After sequencing 16S amplicons for various samples that were (supposedly) isolated cultures, I've found several distinct amplicons, which varying frequencies. When BLASTing these amplicons, the most frequent ones return 100% identity and coverage to multiple species in the same genus on NCBI's nucleotide database.
When trying to BLAST other sequences from the same sample with less counts, these matched to specific species. Should I try to identify samples using the less frequent sequences? Or simply ignore them and acknowledge all species that matched on BLAST at 100% as 'possible/probable species'?
I've tried building phylogenetic trees based on the sequences, and the sequences of similar species, but due to the fact my amplicons are quite short (283bp), I can't get significant bootstrap support for most nodes.
The reason your bootstrap support is not significant has nothing to do with short sequences, as 283 bp is plenty long. More likely it has to do with uncertainty in their relationships. Maximum likelihood methods struggle with identical or near-identical sequences, because 3 identical sequences can create at least 3 different branch configurations that are all equally likely, and ML programs tend to be bamboozled by it. Sometimes adding several known sequences to this collection will help stabilize the tree. Lastly, you may wish to try Bayesian methods as they tend to give more significant branch posterior probabilities.
Whether you throw away some of your sequences depends on your goal. I would be more interested in sequences that are not 100% identical to what is already in the database, because that at least has a chance of being something novel. The less frequent sequences are also community members, though likely less abundant. Again, I wouldn't want to discard them because the species criterion should not be something that has 100% coverage and 100% identity to already known species. In fact, in most cases I'd be looking for sequences that do not fulfill the 100% criterion.

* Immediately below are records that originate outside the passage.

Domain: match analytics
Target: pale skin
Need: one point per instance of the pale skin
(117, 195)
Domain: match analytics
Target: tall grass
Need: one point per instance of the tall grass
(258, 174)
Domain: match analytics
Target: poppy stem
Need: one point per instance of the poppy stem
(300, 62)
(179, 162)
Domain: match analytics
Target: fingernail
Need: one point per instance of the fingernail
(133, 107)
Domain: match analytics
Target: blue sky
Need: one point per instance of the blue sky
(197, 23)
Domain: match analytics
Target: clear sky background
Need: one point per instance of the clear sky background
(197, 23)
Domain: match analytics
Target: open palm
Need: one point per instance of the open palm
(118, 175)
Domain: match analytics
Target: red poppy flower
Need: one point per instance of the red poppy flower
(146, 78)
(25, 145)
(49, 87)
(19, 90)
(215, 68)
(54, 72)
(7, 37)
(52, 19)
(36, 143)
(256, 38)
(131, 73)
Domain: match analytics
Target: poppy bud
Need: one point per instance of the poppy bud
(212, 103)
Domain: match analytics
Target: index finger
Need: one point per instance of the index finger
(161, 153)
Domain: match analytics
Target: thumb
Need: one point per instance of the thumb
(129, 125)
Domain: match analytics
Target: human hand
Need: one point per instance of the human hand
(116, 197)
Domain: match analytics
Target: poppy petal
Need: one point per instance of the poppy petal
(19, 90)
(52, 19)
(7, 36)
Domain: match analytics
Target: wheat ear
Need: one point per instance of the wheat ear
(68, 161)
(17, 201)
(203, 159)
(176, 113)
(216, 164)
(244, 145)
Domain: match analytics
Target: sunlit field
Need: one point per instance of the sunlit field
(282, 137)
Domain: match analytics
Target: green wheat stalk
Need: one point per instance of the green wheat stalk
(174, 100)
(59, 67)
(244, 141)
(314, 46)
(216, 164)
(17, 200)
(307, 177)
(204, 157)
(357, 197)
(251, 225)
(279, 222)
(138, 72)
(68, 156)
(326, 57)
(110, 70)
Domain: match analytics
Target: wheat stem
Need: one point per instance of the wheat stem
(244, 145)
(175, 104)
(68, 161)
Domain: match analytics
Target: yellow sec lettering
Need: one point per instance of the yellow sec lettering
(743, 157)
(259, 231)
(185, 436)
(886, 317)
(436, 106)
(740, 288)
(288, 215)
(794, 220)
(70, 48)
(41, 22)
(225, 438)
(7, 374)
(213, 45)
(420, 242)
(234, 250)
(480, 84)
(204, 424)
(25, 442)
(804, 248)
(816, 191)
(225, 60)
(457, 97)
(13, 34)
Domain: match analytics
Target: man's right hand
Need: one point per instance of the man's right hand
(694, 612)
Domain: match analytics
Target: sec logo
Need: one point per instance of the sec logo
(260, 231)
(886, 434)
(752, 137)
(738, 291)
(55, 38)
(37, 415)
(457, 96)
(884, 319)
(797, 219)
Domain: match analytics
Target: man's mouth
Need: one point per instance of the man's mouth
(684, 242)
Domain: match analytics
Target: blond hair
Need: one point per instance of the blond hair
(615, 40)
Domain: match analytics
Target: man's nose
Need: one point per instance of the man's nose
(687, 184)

I have already checked my sequences for identical ones, and clustered them at 100% identity, though indeed several of them are very similar, at over 99% identity. As for creating the tree, would you recommend any particular program? I'm currently using IQTree, with automatic model prediction, and using a high number of iterations.
Originally, I was trying to build a tree using all of my sequences, from all samples, which mapped on BLAST to 4 different genus. I've now been trying to make individual trees for each genus, only using an outgroup sequence and reference sequences from that specific genus (focusing on sequences from species that matched on the original BLAST analysis), using a subset in order to try and get better results, but am also getting low bootstrap support (under 0,2).
Not sure that using any particular program will change much in your case, as it is not easy to tease out the evolutionary history of near-identical sequences.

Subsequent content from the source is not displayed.